Having configured it both with the command line and also with an attempt using the web interface, I am still unable to pass traffic from the inside to the outside. I am sure it is something really stupid. I did buy the Cisco book (Cisco Secure PIX firewalls - very useful) and tried to use some of the examples in this book.

Attached is my configuration. I have removed the sensitive data of the test and the external public network. The PIX sits behind an edge router which has public IP on both sides.

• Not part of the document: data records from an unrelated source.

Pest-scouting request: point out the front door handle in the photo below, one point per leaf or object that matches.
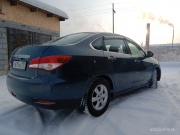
(111, 58)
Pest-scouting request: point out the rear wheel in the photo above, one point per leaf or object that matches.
(97, 98)
(153, 82)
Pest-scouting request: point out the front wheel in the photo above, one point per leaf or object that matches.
(98, 97)
(153, 82)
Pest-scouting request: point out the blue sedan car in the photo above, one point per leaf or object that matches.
(82, 70)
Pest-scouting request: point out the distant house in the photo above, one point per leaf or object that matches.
(25, 22)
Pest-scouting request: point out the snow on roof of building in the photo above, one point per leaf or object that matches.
(46, 7)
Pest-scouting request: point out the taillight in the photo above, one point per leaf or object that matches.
(49, 63)
(10, 62)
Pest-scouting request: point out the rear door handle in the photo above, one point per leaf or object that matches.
(111, 58)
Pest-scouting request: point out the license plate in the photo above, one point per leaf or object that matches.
(19, 65)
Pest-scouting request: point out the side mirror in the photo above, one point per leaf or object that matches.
(150, 54)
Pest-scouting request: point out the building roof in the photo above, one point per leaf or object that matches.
(45, 7)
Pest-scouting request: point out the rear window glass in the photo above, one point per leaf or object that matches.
(69, 39)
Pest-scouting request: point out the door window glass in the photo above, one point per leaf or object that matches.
(135, 50)
(115, 45)
(98, 44)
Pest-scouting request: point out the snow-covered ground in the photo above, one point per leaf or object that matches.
(144, 112)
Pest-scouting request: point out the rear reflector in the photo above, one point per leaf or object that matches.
(45, 102)
(49, 63)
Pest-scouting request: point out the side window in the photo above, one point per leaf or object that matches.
(98, 44)
(135, 51)
(115, 45)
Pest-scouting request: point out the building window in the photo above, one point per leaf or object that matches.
(18, 38)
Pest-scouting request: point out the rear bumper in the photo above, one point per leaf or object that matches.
(63, 94)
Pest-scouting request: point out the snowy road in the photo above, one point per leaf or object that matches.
(144, 112)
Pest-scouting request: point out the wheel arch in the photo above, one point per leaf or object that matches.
(108, 78)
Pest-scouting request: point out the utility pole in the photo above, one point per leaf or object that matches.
(148, 36)
(113, 11)
(173, 37)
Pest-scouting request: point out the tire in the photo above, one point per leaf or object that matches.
(153, 82)
(98, 97)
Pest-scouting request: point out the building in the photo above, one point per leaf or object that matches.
(25, 22)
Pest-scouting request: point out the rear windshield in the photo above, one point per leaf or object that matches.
(69, 39)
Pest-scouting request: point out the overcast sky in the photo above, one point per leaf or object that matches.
(131, 18)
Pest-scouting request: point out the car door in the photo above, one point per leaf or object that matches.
(141, 64)
(119, 62)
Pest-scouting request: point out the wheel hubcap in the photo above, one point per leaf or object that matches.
(99, 97)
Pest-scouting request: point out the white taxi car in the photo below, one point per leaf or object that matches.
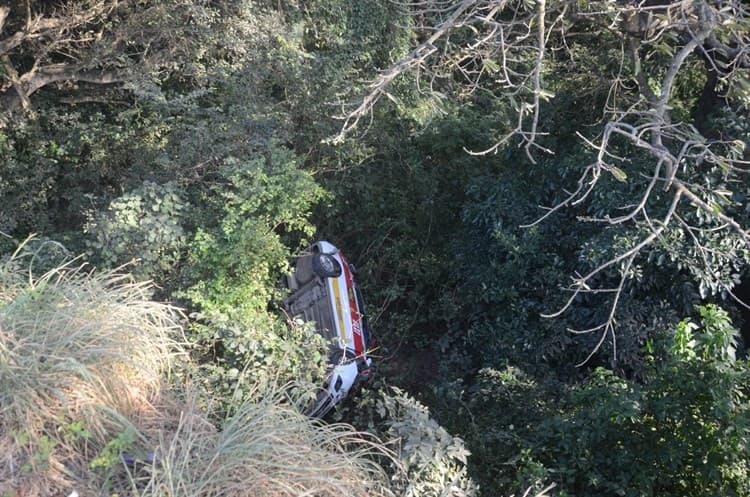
(324, 291)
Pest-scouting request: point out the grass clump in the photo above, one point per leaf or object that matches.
(84, 405)
(266, 449)
(80, 354)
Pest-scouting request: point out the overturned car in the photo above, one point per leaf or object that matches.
(325, 291)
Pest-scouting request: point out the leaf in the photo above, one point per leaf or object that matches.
(619, 174)
(491, 65)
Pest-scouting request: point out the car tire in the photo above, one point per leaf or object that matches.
(325, 265)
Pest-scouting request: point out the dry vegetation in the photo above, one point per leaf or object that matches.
(85, 359)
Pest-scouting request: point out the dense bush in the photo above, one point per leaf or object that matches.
(678, 431)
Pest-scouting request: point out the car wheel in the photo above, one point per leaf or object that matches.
(326, 266)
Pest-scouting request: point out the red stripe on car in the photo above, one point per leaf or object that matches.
(359, 347)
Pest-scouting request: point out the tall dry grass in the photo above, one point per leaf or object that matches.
(83, 361)
(266, 449)
(79, 353)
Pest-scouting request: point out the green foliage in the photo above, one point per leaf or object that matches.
(146, 224)
(435, 461)
(682, 430)
(235, 260)
(236, 255)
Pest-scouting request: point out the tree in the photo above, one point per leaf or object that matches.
(678, 174)
(61, 47)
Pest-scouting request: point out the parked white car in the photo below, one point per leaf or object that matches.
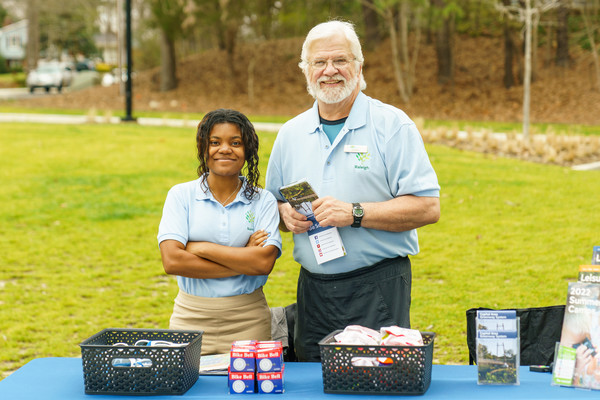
(48, 76)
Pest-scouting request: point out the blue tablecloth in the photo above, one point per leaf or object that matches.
(62, 379)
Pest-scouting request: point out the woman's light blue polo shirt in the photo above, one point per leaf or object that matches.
(191, 214)
(378, 155)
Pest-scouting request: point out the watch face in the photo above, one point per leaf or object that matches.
(357, 211)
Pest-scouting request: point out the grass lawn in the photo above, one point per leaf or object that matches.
(81, 207)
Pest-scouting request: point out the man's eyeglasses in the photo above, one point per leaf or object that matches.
(336, 62)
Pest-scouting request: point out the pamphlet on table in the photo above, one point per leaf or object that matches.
(326, 242)
(498, 347)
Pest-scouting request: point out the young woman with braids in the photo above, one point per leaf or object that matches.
(219, 235)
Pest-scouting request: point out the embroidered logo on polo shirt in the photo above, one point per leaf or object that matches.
(362, 161)
(250, 217)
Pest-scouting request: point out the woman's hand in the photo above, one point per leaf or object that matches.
(258, 238)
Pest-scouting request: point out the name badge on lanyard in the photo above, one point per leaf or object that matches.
(355, 148)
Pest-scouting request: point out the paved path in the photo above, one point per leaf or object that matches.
(84, 119)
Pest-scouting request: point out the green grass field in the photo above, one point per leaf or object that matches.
(81, 207)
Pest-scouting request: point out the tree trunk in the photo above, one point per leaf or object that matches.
(590, 32)
(33, 35)
(562, 37)
(372, 32)
(509, 54)
(443, 46)
(168, 62)
(527, 77)
(397, 65)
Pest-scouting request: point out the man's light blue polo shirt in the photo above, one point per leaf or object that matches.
(378, 155)
(191, 214)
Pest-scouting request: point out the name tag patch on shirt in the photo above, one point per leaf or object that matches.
(355, 148)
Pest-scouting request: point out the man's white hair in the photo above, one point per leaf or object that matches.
(327, 30)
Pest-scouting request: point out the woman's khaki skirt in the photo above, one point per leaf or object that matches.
(223, 319)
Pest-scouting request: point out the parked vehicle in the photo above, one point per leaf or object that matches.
(48, 76)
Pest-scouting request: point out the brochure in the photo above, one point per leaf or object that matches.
(596, 256)
(326, 242)
(589, 273)
(578, 360)
(498, 347)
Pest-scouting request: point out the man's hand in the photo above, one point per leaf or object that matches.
(294, 221)
(258, 238)
(332, 212)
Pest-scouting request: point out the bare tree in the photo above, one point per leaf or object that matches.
(401, 18)
(33, 34)
(528, 13)
(588, 9)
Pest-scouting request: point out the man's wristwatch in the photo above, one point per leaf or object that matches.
(357, 212)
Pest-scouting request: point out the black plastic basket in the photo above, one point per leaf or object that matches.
(173, 370)
(408, 374)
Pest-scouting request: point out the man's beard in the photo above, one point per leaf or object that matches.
(332, 95)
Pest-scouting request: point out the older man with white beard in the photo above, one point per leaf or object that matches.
(367, 162)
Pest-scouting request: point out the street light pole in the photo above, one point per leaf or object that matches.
(128, 84)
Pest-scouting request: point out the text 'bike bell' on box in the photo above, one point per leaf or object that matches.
(256, 367)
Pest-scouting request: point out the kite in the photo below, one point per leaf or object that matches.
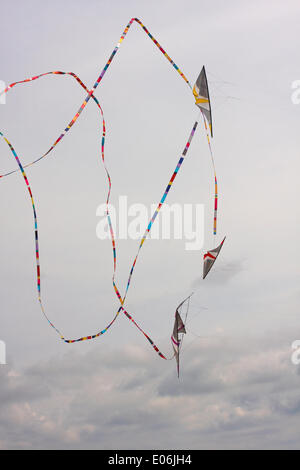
(210, 257)
(179, 329)
(201, 95)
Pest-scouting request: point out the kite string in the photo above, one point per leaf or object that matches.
(90, 93)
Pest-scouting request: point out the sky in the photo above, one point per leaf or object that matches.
(238, 387)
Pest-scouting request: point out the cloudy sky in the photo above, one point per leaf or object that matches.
(238, 386)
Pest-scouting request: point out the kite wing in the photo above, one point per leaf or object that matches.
(178, 329)
(210, 257)
(201, 94)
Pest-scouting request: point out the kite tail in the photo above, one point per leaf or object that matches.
(90, 92)
(146, 336)
(37, 251)
(148, 229)
(215, 178)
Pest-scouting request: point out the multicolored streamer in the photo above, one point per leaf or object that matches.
(90, 94)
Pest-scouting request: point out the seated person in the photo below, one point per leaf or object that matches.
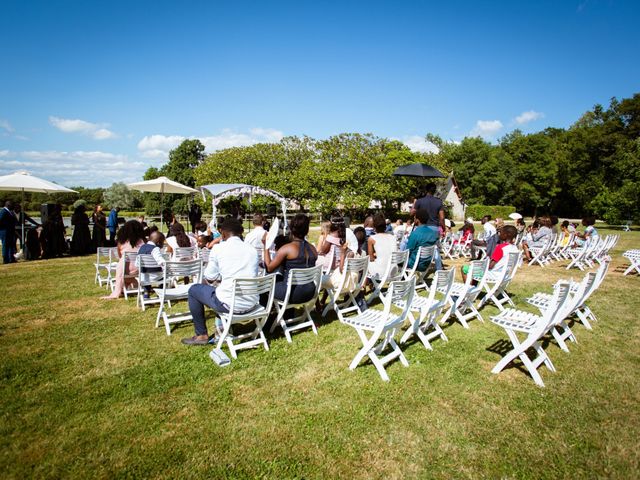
(152, 247)
(590, 232)
(489, 230)
(538, 236)
(256, 237)
(297, 253)
(230, 259)
(421, 236)
(500, 256)
(380, 247)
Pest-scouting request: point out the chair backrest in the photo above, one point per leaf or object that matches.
(245, 287)
(478, 273)
(304, 276)
(396, 266)
(354, 267)
(422, 254)
(399, 292)
(104, 254)
(185, 253)
(556, 307)
(203, 254)
(179, 269)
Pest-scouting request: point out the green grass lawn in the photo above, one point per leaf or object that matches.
(92, 389)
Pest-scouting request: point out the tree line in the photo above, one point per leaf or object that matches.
(590, 168)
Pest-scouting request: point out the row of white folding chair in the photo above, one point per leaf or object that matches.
(575, 306)
(541, 254)
(107, 260)
(634, 258)
(534, 327)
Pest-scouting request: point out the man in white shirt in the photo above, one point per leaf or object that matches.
(255, 236)
(230, 259)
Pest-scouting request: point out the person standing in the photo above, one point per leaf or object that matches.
(8, 222)
(112, 223)
(99, 226)
(435, 216)
(81, 239)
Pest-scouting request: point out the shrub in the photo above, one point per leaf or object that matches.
(478, 211)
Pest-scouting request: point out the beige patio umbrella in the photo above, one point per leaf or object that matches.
(161, 185)
(25, 182)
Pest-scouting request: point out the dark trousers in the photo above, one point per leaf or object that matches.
(8, 247)
(199, 296)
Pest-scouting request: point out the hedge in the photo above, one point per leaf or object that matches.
(479, 211)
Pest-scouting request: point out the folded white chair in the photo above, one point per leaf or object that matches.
(377, 328)
(634, 259)
(169, 292)
(130, 259)
(464, 295)
(429, 308)
(496, 287)
(534, 328)
(257, 316)
(423, 254)
(393, 272)
(148, 279)
(298, 276)
(350, 285)
(107, 260)
(560, 329)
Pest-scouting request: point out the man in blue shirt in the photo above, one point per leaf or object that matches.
(421, 236)
(112, 223)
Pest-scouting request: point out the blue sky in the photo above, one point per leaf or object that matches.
(93, 92)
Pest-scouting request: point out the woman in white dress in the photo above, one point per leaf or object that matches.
(380, 247)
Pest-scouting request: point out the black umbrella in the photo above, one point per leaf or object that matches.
(418, 170)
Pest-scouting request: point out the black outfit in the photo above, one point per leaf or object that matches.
(81, 240)
(432, 205)
(299, 293)
(99, 229)
(195, 216)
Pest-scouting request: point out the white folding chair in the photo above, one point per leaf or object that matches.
(182, 254)
(351, 283)
(634, 259)
(377, 328)
(560, 329)
(534, 327)
(429, 309)
(496, 288)
(169, 292)
(394, 271)
(129, 260)
(146, 278)
(255, 317)
(107, 260)
(424, 255)
(464, 295)
(297, 277)
(203, 255)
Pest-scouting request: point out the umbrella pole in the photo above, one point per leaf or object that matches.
(22, 221)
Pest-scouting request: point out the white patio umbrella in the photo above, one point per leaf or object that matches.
(161, 185)
(25, 182)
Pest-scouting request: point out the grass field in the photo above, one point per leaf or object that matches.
(91, 390)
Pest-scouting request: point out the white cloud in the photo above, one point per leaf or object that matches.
(158, 146)
(486, 128)
(529, 116)
(98, 131)
(86, 168)
(419, 144)
(5, 125)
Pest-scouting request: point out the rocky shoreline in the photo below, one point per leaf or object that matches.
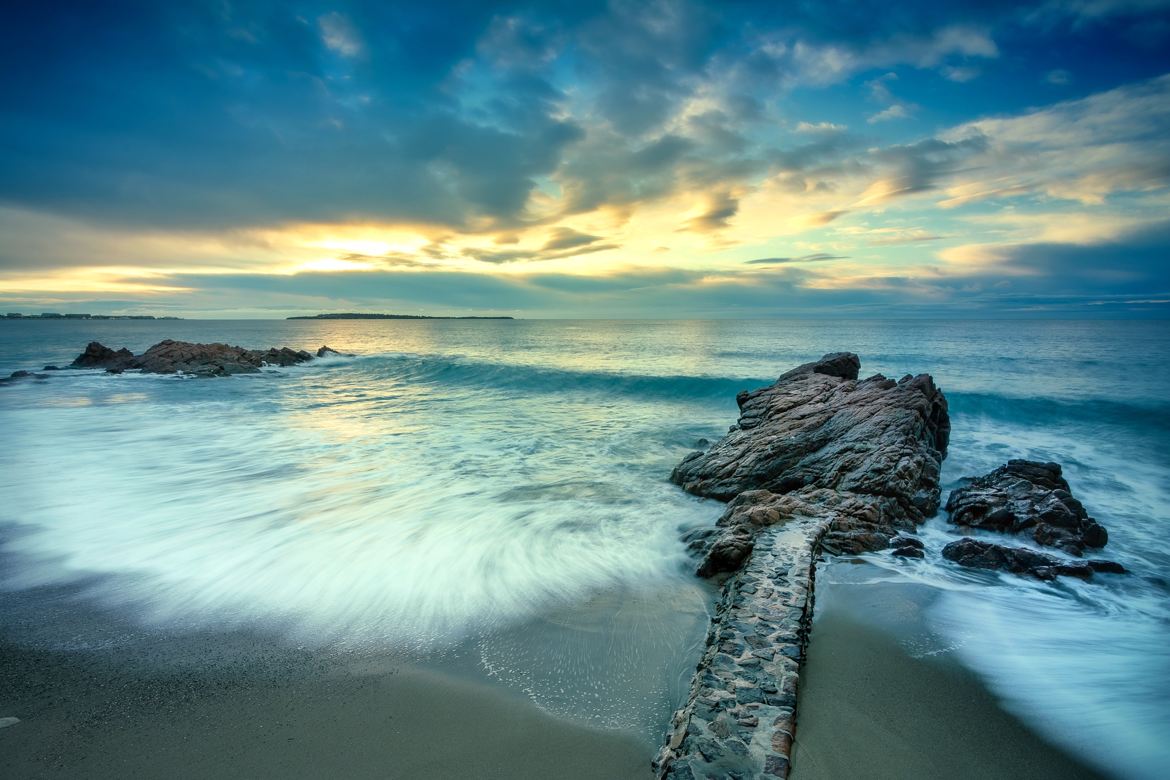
(824, 463)
(170, 357)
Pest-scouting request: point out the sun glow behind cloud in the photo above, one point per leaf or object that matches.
(565, 161)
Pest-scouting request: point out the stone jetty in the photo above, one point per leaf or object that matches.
(818, 461)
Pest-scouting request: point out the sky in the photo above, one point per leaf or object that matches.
(586, 159)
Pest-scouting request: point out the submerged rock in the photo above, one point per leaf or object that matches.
(98, 356)
(169, 357)
(16, 375)
(978, 553)
(1027, 496)
(819, 427)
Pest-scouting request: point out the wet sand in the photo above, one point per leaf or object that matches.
(869, 708)
(85, 717)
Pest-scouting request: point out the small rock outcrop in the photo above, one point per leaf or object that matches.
(171, 357)
(978, 553)
(1027, 496)
(818, 462)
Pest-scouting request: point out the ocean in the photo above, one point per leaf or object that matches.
(494, 492)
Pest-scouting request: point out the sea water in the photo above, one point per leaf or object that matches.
(501, 485)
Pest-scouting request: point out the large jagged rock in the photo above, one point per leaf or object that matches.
(1027, 496)
(98, 356)
(866, 451)
(818, 462)
(171, 357)
(819, 427)
(977, 553)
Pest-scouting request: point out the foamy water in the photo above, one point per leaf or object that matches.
(461, 478)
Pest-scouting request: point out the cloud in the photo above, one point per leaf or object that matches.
(339, 35)
(818, 257)
(568, 239)
(896, 111)
(1086, 150)
(961, 74)
(717, 214)
(819, 128)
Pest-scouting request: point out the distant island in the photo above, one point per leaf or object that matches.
(53, 315)
(360, 316)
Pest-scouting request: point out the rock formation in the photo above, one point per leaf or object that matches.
(170, 357)
(1027, 496)
(1020, 560)
(817, 461)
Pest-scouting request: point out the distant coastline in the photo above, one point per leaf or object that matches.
(362, 316)
(54, 315)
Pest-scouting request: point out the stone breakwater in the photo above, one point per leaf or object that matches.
(817, 461)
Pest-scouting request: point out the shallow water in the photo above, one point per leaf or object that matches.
(501, 485)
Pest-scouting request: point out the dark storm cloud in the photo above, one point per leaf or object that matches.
(1133, 264)
(212, 114)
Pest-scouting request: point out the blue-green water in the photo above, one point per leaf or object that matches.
(458, 478)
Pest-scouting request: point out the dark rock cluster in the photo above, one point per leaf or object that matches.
(1032, 498)
(170, 357)
(1027, 496)
(978, 553)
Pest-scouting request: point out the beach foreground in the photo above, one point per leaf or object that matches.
(881, 698)
(303, 717)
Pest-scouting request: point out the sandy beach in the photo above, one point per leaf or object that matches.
(878, 701)
(104, 718)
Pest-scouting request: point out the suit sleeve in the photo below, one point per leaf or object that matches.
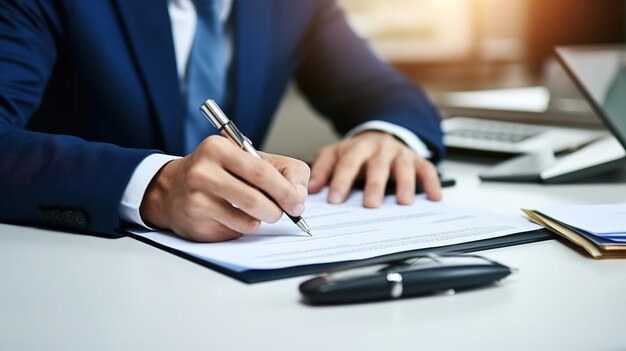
(50, 180)
(345, 81)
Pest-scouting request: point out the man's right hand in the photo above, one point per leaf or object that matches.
(219, 192)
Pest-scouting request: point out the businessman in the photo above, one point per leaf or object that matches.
(100, 128)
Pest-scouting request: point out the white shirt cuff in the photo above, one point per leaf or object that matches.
(407, 136)
(136, 188)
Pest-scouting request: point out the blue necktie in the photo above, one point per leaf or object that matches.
(206, 71)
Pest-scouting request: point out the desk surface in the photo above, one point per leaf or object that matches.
(65, 291)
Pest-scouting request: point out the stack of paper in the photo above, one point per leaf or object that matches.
(598, 229)
(348, 232)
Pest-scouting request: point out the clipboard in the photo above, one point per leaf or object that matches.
(264, 275)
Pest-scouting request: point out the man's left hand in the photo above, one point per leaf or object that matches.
(377, 156)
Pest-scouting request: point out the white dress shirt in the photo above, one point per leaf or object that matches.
(183, 17)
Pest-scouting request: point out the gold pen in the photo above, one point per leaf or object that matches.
(227, 128)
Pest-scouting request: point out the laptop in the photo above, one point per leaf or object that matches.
(599, 72)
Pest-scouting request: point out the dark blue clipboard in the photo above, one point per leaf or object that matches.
(263, 275)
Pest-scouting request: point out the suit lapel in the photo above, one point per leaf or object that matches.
(252, 37)
(149, 31)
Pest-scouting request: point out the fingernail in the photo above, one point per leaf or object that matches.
(335, 197)
(297, 209)
(373, 200)
(303, 190)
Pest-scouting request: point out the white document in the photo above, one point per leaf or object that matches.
(601, 220)
(350, 232)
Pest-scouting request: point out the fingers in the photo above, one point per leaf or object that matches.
(379, 155)
(347, 169)
(427, 173)
(376, 178)
(295, 171)
(404, 174)
(323, 168)
(208, 219)
(219, 192)
(275, 192)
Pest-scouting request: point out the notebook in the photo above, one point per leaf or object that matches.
(599, 230)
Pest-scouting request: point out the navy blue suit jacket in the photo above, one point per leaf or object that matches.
(89, 88)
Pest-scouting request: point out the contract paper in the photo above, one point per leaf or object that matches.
(348, 232)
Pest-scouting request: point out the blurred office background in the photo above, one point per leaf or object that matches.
(458, 45)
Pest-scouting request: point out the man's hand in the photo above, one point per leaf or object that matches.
(220, 192)
(377, 156)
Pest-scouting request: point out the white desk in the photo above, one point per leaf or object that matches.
(72, 292)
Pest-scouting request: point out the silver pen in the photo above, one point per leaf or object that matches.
(227, 128)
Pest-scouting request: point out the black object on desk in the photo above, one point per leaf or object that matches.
(414, 276)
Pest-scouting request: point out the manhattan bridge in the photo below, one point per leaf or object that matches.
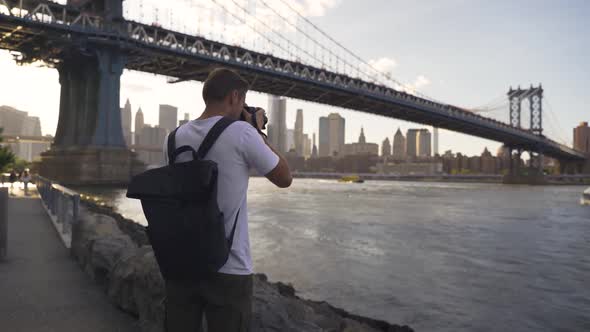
(91, 42)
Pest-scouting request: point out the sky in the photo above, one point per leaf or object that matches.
(462, 52)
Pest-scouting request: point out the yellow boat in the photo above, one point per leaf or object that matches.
(351, 178)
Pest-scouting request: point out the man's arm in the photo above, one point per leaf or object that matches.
(281, 174)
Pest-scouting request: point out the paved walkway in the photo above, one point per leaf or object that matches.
(42, 289)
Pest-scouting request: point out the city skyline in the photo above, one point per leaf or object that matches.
(450, 77)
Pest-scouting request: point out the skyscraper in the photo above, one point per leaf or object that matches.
(277, 129)
(168, 117)
(298, 133)
(361, 147)
(314, 148)
(138, 125)
(386, 148)
(186, 119)
(331, 134)
(362, 138)
(424, 143)
(290, 140)
(411, 143)
(435, 139)
(126, 122)
(582, 138)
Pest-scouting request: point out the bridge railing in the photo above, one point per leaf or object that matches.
(62, 206)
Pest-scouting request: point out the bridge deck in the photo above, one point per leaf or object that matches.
(41, 286)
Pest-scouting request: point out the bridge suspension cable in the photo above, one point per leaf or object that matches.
(355, 56)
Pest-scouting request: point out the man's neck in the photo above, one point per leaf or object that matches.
(211, 111)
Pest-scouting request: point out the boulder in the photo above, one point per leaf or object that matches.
(133, 282)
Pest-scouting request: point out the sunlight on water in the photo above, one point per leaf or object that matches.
(435, 256)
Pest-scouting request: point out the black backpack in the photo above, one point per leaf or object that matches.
(185, 225)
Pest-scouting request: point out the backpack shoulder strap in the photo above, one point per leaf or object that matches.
(212, 136)
(172, 146)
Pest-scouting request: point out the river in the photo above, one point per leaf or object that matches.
(435, 256)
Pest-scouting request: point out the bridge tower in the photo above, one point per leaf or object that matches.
(89, 146)
(534, 173)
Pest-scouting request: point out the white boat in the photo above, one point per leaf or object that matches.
(586, 197)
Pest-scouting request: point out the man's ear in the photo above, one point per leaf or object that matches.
(235, 97)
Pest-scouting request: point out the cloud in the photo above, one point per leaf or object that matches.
(385, 65)
(317, 7)
(420, 82)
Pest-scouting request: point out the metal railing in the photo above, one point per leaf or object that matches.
(62, 205)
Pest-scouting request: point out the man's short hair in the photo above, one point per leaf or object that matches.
(220, 83)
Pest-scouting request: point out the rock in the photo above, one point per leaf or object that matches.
(102, 254)
(90, 227)
(133, 282)
(121, 288)
(149, 291)
(127, 226)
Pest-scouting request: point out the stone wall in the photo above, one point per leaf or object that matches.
(127, 270)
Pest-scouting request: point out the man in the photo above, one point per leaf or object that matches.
(226, 297)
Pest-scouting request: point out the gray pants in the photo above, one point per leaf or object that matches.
(225, 299)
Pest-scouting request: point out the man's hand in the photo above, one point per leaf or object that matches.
(260, 113)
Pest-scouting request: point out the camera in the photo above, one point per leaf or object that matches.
(252, 111)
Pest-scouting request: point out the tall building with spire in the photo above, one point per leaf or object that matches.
(424, 143)
(168, 117)
(126, 122)
(298, 134)
(139, 124)
(362, 138)
(399, 146)
(306, 146)
(331, 135)
(386, 148)
(361, 147)
(435, 140)
(314, 148)
(582, 138)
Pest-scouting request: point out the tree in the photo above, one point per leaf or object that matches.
(6, 156)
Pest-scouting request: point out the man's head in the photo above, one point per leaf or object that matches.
(225, 89)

Any ideas would be great. I am sure it is a simple issue.

Thank you

Kevin

PIX Version 6.3(3)
interface ethernet0 100full
interface ethernet1 100full
interface ethernet2 100full
nameif ethernet0 outside security0
nameif ethernet1 inside security100
nameif ethernet2 dmz security50
hostname gateway
domain-name example.com
fixup protocol dns maximum-length 512
fixup protocol ftp 21
fixup protocol h323 h225 1720
fixup protocol h323 ras 1718-1719
fixup protocol http 80
fixup protocol http 8080
fixup protocol mgcp 2424
fixup protocol mgcp 2727
no fixup protocol rsh 514
fixup protocol rtsp 554
fixup protocol sip 5060
fixup protocol sip udp 5060
fixup protocol skinny 2000
fixup protocol smtp 25
no fixup protocol sqlnet 1521
fixup protocol tftp 69
names
name 192.168.0.126 frog
access-list outside_access_in remark Incoming SMTP traffic to frog
access-list outside_access_in permit tcp any gt 1023 host frog eq smtp
pager lines 150
logging on
logging timestamp
logging buffered debugging
logging trap informational
logging history warnings
logging host inside natalie
icmp permit 111.111.111.0 255.255.255.0 echo outside
icmp permit 192.168.0.0 255.255.255.0 echo inside
mtu outside 1500
mtu inside 1500
mtu dmz 1500
ip address outside 111.111.111.10 255.255.255.0
ip address inside 192.168.0.254 255.255.255.0
ip address dmz 172.16.3.1 255.255.255.0
ip audit name outside info action alarm
ip audit interface outside outside
ip audit info action alarm
ip audit attack action alarm
pdm logging debugging 100
pdm history enable
arp timeout 14400
global (outside) 1 111.111.111.8-111.111.111.9 netmask 255.255.255.0
nat (inside) 1 192.168.0.0 255.255.255.0 0 0
access-group outside_access_in in interface outside
route outside 0.0.0.0 0.0.0.0 111.1.111.1 1
timeout xlate 3:00:00
timeout conn 1:00:00 half-closed 0:10:00 udp 0:02:00 rpc 0:10:00 h225 1:00:00
timeout h323 0:05:00 mgcp 0:05:00 sip 0:30:00 sip_media 0:02:00
timeout uauth 0:05:00 absolute
aaa-server TACACS+ protocol tacacs+
aaa-server RADIUS protocol radius
aaa-server LOCAL protocol local
http server enable
http 111.111.111.0 255.255.255.0 outside
http 192.168.0.0 255.255.0.0 inside
snmp-server enable traps
floodguard enable
sysopt connection tcpmss 1500
telnet 192.168.0.0 255.255.255.0 inside
telnet timeout 5
console timeout 0
url-block url-mempool 2
url-block url-size 2
terminal width 100

Kureli Sankar · ‎12-21-2009

What traffic is failing?

You say unable to ping from CLI to outside. You tried to ping 111.1.111.1 from the firewall and that didn't work?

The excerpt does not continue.